The best way to describe Spanish food is a typical Mediterranean diet. Huge salads, fish, fresh fruit, bread, olive oil, lentils and simple meats and vegetables. It seems simple and it is. But somehow the Spanish have turned simplicity into some of the most delicious food in the world.
The simplicity starts with breakfast. A typical Spanish breakfast is very small- usually a toast and coffee. No eggs, no oatmeal, nothing heavy. The Spanish aren’t known to be morning people, so with a quick coffee and toast they’re out the door. This is normally followed by a “second breakfast” or small snack before lunch. Around 10:30 you’ll see people stopping at cafes and bars and having another coffee and perhaps a croissant or small pastry. The coffee is never taken to go but enjoyed leisurely and with company.
Lunch comes next and this is the main meal of the day. Normally eaten between 1-3, the Spanish lunch is a 3-course meal. First, you’ll have a large salad, dressed in only olive oil or vinegar, or a small plate of tapas or soup. Next will be the main course. This can consist of a thin steak and fries, swordfish and potatoes, garlic chicken with vegetable or a rice dish such as paella. This is served with the typical baguette of bread, which is a surprisingly light yet a delightful accompaniment. Dessert is fruit, yogurt or flan. Plus coffee is always served.

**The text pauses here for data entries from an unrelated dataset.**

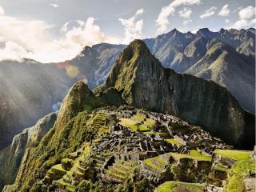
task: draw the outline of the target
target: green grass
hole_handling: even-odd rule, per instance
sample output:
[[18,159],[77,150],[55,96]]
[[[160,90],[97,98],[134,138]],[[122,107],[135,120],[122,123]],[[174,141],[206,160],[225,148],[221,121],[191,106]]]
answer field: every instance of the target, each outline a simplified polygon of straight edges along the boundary
[[256,168],[255,159],[241,160],[235,162],[228,172],[229,179],[224,188],[226,192],[244,191],[243,179],[249,175],[249,170]]
[[178,141],[175,140],[174,138],[168,138],[168,139],[166,139],[166,141],[167,142],[175,144],[176,146],[182,146],[182,143],[178,142]]
[[[190,151],[190,153],[191,153],[191,151]],[[193,150],[193,152],[190,154],[170,153],[170,155],[174,158],[190,158],[190,159],[197,160],[197,161],[207,161],[207,162],[211,161],[211,157],[206,156],[204,154],[200,154],[200,153],[198,154],[194,150]]]
[[150,131],[150,130],[144,125],[137,126],[137,122],[131,118],[120,118],[120,125],[128,126],[134,131]]
[[154,124],[155,124],[155,121],[151,118],[146,118],[146,121],[144,122],[144,125],[148,126],[152,126]]
[[133,116],[133,118],[138,122],[142,122],[144,118],[146,118],[145,115],[143,114],[136,114]]
[[228,172],[228,170],[229,170],[229,169],[228,168],[226,168],[226,167],[224,167],[224,166],[221,166],[221,165],[216,165],[215,166],[214,166],[214,170],[220,170],[220,171],[224,171],[224,172]]
[[146,132],[144,132],[143,134],[154,134],[154,133],[153,131],[146,131]]
[[190,153],[191,155],[194,155],[194,156],[202,156],[202,154],[200,154],[200,152],[197,150],[190,150]]
[[65,162],[74,162],[72,159],[66,158],[62,158],[62,162],[65,163]]
[[123,176],[122,174],[118,174],[118,173],[115,173],[115,172],[112,171],[111,170],[107,170],[106,173],[110,175],[114,175],[115,177],[120,178],[125,178],[125,176]]
[[63,169],[62,164],[57,164],[55,166],[53,166],[52,170],[61,170],[61,171],[66,171],[66,170]]
[[[186,188],[186,190],[190,190],[193,191],[203,191],[204,185],[198,183],[188,183],[182,182],[166,182],[160,185],[157,189],[156,192],[180,192],[178,190],[178,186],[182,186]],[[183,189],[184,189],[183,188]]]
[[234,150],[215,150],[214,154],[235,160],[249,160],[251,151]]
[[167,163],[160,156],[155,157],[154,160],[158,161],[162,165],[167,165]]
[[158,166],[158,165],[154,164],[152,161],[152,158],[147,158],[146,160],[144,160],[144,163],[148,166],[152,167],[154,170],[155,170],[156,171],[159,172],[159,173],[162,173],[165,171],[164,169],[162,169],[162,167]]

Since lunch is so late in the day, dinner isn’t until 8:30-10pm at night. Before dinner, Spaniards have invented their own meal, which they call merienda. Oh merienda! This is one of my favorite things about Spain! Around 5pm people get hungry, but they’re not ready for a full dinner, so it’s merienda time. This evening snack can consist of a beer and a tapa, a small sandwich (bocadillo), lunch meats and bread (jamon con pan de leche) or anything little, but delicious. I fondly remember walking my young children home from school around 5pm (yes, school lasts until 5 in Spain!) and us stopping at a pastry shop and buying chocolate croissants or freshly baked pastries for a quick snack.
When dinner finally comes around, it’s a light fare. Normally it’s a sandwich, a Spanish omelet (tortilla), some cheese and bread, some tapas etc. If you’re wanting to go out to dinner, restaurants do not open until at least 8:30 or 9pm, so be prepared.
The food in Spain is quite simply fantastic. Always fresh, eaten slowly and truly enjoyed, one of the highlights of visiting Spain is the food.